These type of searches work with specific compilers but bounds and error checking would still need to be done in order to determine if it safe range. If the code within the calculated range is simple, it might be okay to mark it as a function automatically. The cyclomatic complexity algorithm could be used to determine the simplicity of a function.  The same concepts can be applied for search the start of a function or from the bottom up. 

One great thing about this script is it allows you to find code that wasn't disassembled properly. It's will find small blocks of code between functions that shouldn't be there. Odds are these techniques could be used after the recursive disassembly algorithm has executed to verify the results or to add undefined functions to a post-analysis queue.

Please feel free to email (source code below), leave a comment or ping me on twitter with any questions or thoughts. Cheers.

Code
 Please download the source code from it's repo. The below code is for this post only and will not be updated.


'''
Name:
        undefinder.py

Version:
        0.2
        
Description:
  IDAPython script that searches for data between known functions

Author:
        alexander<dot>hanel<at>gmail<dot>com

License:
undefinder.py is free software: you can redistribute it and/or modify it
under the terms of the GNU General Public License as published by
the Free Software Foundation, either version 3 of the License, or
(at your option) any later version.

This program is distributed in the hope that it will be useful, but
WITHOUT ANY WARRANTY; without even the implied warranty of
MERCHANTABILITY or FITNESS FOR A PARTICULAR PURPOSE.  See the GNU
General Public License for more details.

You should have received a copy of the GNU General Public License
along with this program.  If not, see
<http://www.gnu.org/licenses/>.

'''

class undefinder:
    def __init__(self):
        # self.firstList contains a dictionary of
        # { "id":function_name, "start":function_start_addr, "end":function_end_addr 
        self.firstList = []  
        self.modList = []
        self.populate_mods()
 
    def getKnownFunctions(self):
        "self.firstList is populated with each item in a list with a dictionary of { 'id':function_name, 'start':function_start_addr, 'end':function_end_addr" 
        for funcea in Functions( SegStart( here() ), SegEnd( here() ) ):
            self.firstList.append({"id":GetFunctionName(funcea), "start":GetFunctionAttr(funcea, FUNCATTR_START), "end":GetFunctionAttr(funcea, FUNCATTR_END)})
        return
    
    def calc_dist(self,addr):
        "calcuates the distane of the next aligned address" 
        dist = int(addr % 16)
        if dist < 4:
            return 4 - dist
        if dist < 8:
            return 8 - dist
        if dist < 12:
            return 12 - dist
        if dist < 16:
            return 16 - dist
        else:
            return None

    def check_down(self, func_addr):
        "checks if the data below is a function or other type of data"
        cur_func = idaapi.get_func(func_addr)
        cur_end = cur_func.endEA
        next_func = idaapi.get_next_func(func_addr)
        next_start = None
        # if next_func == None the last function has been found
        # the try/except is used because IDAPython was crashing on
        # the next_func == None comparison if the value was not None
        try:
            if next_func == None:
                next_start = NextAddr(cur_end)
        except:
            next_start = next_func.startEA
        # get start of the next function
        if cur_end == next_start:
            return None, None
        # check if the block is already part of a function
        if GetFunctionName(cur_end) != "":
            return None, None
        if isAlign(idaapi.getFlags(cur_end)):
            # need to check for two types of alignment.
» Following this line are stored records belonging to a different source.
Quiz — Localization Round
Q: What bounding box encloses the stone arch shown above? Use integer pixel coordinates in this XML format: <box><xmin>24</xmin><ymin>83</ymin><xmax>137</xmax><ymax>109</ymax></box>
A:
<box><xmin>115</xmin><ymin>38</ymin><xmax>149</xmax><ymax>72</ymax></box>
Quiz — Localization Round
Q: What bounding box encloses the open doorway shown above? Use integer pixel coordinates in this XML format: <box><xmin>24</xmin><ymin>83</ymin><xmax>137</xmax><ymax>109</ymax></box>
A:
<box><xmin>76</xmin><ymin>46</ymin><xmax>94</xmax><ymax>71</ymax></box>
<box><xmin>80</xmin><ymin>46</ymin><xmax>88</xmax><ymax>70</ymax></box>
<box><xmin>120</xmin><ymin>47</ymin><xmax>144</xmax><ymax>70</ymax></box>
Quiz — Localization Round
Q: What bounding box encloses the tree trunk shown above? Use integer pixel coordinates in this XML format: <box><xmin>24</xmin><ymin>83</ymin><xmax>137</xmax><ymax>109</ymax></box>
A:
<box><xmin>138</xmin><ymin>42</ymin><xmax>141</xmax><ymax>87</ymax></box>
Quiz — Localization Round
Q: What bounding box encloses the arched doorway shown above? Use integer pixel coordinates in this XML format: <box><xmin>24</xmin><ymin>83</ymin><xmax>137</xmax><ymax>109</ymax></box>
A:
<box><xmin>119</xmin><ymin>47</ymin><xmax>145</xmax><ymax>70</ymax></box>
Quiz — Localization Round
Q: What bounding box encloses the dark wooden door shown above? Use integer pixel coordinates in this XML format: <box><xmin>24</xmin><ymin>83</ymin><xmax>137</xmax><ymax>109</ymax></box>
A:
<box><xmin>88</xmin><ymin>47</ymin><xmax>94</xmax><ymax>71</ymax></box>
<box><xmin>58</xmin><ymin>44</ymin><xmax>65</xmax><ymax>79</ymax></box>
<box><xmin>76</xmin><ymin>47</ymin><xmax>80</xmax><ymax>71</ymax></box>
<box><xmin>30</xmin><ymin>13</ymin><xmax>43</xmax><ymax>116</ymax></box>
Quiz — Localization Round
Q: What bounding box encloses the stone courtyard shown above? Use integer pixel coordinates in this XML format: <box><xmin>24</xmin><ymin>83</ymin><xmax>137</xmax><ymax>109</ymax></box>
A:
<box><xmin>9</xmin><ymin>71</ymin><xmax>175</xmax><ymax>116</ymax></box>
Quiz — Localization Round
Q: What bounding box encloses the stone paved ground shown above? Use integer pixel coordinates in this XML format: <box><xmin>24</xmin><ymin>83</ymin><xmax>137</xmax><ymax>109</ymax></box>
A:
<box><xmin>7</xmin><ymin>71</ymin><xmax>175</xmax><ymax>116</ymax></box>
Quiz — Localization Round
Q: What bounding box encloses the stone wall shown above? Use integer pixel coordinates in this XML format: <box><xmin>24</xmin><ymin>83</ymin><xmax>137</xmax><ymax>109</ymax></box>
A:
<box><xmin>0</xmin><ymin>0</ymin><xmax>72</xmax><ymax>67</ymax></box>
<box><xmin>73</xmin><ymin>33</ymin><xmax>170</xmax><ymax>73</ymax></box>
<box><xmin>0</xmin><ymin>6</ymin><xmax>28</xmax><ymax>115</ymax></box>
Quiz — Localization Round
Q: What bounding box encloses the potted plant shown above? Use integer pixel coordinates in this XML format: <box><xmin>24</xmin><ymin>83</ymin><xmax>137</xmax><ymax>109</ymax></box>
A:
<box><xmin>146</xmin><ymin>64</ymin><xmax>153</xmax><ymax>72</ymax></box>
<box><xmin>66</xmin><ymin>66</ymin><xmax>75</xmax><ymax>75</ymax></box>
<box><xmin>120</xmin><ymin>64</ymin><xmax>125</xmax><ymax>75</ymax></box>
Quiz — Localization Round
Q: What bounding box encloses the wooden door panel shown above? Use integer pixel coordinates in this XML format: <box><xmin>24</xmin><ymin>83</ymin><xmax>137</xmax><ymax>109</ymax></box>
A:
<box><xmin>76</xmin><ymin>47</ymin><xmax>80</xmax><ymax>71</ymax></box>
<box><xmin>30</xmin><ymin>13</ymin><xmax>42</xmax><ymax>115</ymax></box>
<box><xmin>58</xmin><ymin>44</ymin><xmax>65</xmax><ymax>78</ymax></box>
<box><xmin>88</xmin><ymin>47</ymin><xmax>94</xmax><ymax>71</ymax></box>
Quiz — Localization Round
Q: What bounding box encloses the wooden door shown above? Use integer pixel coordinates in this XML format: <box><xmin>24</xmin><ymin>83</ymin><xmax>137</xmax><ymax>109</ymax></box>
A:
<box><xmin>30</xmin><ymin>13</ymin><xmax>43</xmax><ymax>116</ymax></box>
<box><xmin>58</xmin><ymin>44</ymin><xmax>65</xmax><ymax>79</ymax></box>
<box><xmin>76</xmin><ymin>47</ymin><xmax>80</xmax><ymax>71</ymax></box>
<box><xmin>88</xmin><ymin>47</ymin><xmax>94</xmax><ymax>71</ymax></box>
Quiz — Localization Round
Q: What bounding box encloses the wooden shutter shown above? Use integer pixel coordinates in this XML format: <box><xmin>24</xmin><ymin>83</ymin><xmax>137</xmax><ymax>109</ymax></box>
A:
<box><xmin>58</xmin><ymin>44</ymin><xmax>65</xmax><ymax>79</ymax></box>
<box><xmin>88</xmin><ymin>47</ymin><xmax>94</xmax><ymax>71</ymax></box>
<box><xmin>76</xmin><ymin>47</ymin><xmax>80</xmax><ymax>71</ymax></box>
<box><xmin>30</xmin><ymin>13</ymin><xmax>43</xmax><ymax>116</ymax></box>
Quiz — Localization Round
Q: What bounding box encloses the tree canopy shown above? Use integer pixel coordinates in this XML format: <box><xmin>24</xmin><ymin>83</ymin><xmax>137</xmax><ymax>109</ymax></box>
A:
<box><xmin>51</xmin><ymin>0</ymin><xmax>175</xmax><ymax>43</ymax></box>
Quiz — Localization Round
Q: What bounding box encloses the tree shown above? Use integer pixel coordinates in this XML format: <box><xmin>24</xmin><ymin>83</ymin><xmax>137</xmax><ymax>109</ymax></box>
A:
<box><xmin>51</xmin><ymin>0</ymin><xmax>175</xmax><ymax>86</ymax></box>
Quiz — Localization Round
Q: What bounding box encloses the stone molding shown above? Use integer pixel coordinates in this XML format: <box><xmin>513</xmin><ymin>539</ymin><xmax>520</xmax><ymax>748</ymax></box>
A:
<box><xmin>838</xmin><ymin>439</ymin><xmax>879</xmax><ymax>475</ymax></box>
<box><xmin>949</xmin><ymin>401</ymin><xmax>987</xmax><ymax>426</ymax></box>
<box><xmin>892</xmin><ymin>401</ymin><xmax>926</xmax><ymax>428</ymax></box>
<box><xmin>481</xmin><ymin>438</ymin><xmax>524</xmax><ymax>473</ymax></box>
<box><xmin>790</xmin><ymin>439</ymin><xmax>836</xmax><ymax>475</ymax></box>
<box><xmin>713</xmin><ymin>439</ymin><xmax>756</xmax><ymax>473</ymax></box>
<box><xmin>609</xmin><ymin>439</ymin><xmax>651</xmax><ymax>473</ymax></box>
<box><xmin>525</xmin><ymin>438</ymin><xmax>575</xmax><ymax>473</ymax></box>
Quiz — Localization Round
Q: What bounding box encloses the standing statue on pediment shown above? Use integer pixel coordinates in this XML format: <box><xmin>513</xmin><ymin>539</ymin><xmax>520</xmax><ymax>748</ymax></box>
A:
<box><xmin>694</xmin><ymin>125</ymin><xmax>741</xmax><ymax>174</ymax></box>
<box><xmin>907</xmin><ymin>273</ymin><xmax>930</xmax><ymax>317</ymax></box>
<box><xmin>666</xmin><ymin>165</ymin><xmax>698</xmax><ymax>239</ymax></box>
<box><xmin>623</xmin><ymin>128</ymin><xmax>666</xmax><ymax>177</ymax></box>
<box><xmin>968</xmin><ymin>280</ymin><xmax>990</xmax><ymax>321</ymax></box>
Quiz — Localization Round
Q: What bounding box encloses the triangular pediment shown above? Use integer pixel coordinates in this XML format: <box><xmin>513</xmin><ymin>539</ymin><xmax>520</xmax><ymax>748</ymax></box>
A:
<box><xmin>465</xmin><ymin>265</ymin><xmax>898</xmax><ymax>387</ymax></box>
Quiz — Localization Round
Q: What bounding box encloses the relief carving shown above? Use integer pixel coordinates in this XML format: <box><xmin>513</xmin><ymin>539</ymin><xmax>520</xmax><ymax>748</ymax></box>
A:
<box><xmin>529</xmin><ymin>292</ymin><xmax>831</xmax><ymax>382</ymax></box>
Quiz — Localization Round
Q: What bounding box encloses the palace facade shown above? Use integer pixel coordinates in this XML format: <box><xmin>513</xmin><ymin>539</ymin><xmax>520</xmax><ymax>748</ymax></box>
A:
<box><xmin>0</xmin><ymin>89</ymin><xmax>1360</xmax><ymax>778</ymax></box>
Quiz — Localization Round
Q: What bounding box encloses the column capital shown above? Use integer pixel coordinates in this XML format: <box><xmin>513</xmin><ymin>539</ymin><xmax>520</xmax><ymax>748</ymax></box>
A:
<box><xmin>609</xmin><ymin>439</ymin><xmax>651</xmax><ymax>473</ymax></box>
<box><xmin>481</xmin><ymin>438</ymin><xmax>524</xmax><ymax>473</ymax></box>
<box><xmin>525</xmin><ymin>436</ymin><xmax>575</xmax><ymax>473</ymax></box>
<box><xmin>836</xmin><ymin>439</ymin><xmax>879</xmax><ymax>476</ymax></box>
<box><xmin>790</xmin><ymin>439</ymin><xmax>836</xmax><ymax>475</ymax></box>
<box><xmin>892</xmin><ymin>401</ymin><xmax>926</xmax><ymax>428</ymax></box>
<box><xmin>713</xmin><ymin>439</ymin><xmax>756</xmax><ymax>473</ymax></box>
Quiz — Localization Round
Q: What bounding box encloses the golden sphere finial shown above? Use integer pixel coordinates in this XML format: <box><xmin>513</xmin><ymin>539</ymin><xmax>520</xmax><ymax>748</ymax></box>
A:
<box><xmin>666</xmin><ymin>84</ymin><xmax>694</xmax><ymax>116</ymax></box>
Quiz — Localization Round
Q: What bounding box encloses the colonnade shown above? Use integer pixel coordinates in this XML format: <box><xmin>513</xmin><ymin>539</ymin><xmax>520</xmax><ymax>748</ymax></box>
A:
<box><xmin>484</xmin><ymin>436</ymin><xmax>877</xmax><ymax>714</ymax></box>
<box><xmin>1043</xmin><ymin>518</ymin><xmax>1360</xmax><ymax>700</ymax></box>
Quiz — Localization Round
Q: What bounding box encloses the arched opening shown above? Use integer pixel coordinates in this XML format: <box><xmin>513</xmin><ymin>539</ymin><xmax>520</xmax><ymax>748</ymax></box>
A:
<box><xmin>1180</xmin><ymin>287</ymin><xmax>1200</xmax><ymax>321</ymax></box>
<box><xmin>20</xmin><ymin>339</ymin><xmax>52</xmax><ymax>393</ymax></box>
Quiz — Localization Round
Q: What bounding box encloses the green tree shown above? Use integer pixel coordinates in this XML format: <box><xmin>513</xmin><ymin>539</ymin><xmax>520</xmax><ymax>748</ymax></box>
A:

The first is the 90 90.. or other recurring pattern
            # if the first two bytes don't match we can calculate the size of the alignment.
            abyte_check = idaapi.get_many_bytes(cur_end,2)
            # check if bytes match and if not 0. This could be changed to only check for 90 or CC
            if abyte_check[0] == abyte_check[1] and abyte_check[0] != "\x00":
                alignByte = idaapi.get_many_bytes(cur_end,1) 
                # loop through align bytes till end
                while idaapi.get_many_bytes(cur_end,1) == alignByte:
                    cur_end += 1
                if GetFunctionName(cur_end + 1) != "":
                    return None, None  
                else:
                    return cur_end, "align"
            else:
                distance = self.calc_dist(cur_end)
                # we can calculat the distance 
                cur_end += distance
                if GetFunctionName(cur_end) != "":
                    return None, None  
                else:
                    return cur_end, "align-c"
        # this is a sketchy check based off of 
        abyte_check = idaapi.get_many_bytes(cur_end,2)
        # check if bytes match and if not 0. This could be changed to only check for 90 or CC
        if abyte_check[0] == abyte_check[1] and  abyte_check[0] != "\x00":
            alignByte = abyte_check[0]
            while idaapi.get_many_bytes(cur_end,1) == alignByte:
                cur_end += 1
            # prev addr equals start of the next function     
            if GetFunctionName(cur_end + 1) != "":
                return None, None
            return cur_end, "align"
        # check if byte is code
        if isCode(idaapi.getFlags(cur_end)) and GetFunctionName(cur_end) == "":
            return cur_end, "code"
        # check if byte is data
        if isData(idaapi.getFlags(cur_end)):
           return cur_end, "data"
        # check if address is valid
        if cur_end == BADADDR:
            return None, None
        else:
            return cur_end, "unknown" 
            
    def check_up(self, func_addr):
        cur_func = idaapi.get_func(func_addr)
        cur_start = cur_func.startEA
        prev_addr = PrevHead(cur_start)        
        if prev_addr == BADADDR:
            return None, None
        # get start of the next function
        if GetFunctionName(prev_addr) != "":
            return None, None
        # quick check to see if from the end of the function
        # is an align byte
        tmp_prev = prev_addr
        for dist in range(0, 15):
            tmp_prev -= dist
            if isAlign(idaapi.getFlags(tmp_prev)):
                if GetFunctionName(tmp_prev-1) != "":
                    return None, None
                else:
                    return tmp_prev, "align"
        # check for align bytes that are static such as CC CC or 90 90
        abyte_check = idaapi.get_many_bytes(prev_addr,2)
        if abyte_check != None:
            if abyte_check[0] == abyte_check[1] and abyte_check[0] != "\x00":
                alignByte = abyte_check[0]
                while idaapi.get_many_bytes(prev_addr,1) == alignByte:
                    prev_addr -= 1
                # prev_addr equals end of the previous function
                if GetFunctionName(PrevHead(prev_addr)) != "":
                        return None, None
                else:
                    return prev_addr, "align"
        # check if byte is code
        if isCode(idaapi.getFlags(prev_addr)) and GetFunctionName(prev_addr) == "":
            return prev_addr, "code"
        # check if byte is data
        if isData(idaapi.getFlags(prev_addr)):
           return prev_addr, "data"
        # check if byte is ascii
        if isASCII(idaapi.getFlags(prev_addr)):
            return prev_addr, "ascii"
        # check if address is valid
        if prev_addr == BADADDR:
            return None, None
        else:
            # Warning: replace "prev_addr" with "None" if large amounts of FPs
            # Calculating the beginning of align bytes isn't the easiet thing. 
            return prev_addr, "unknown"      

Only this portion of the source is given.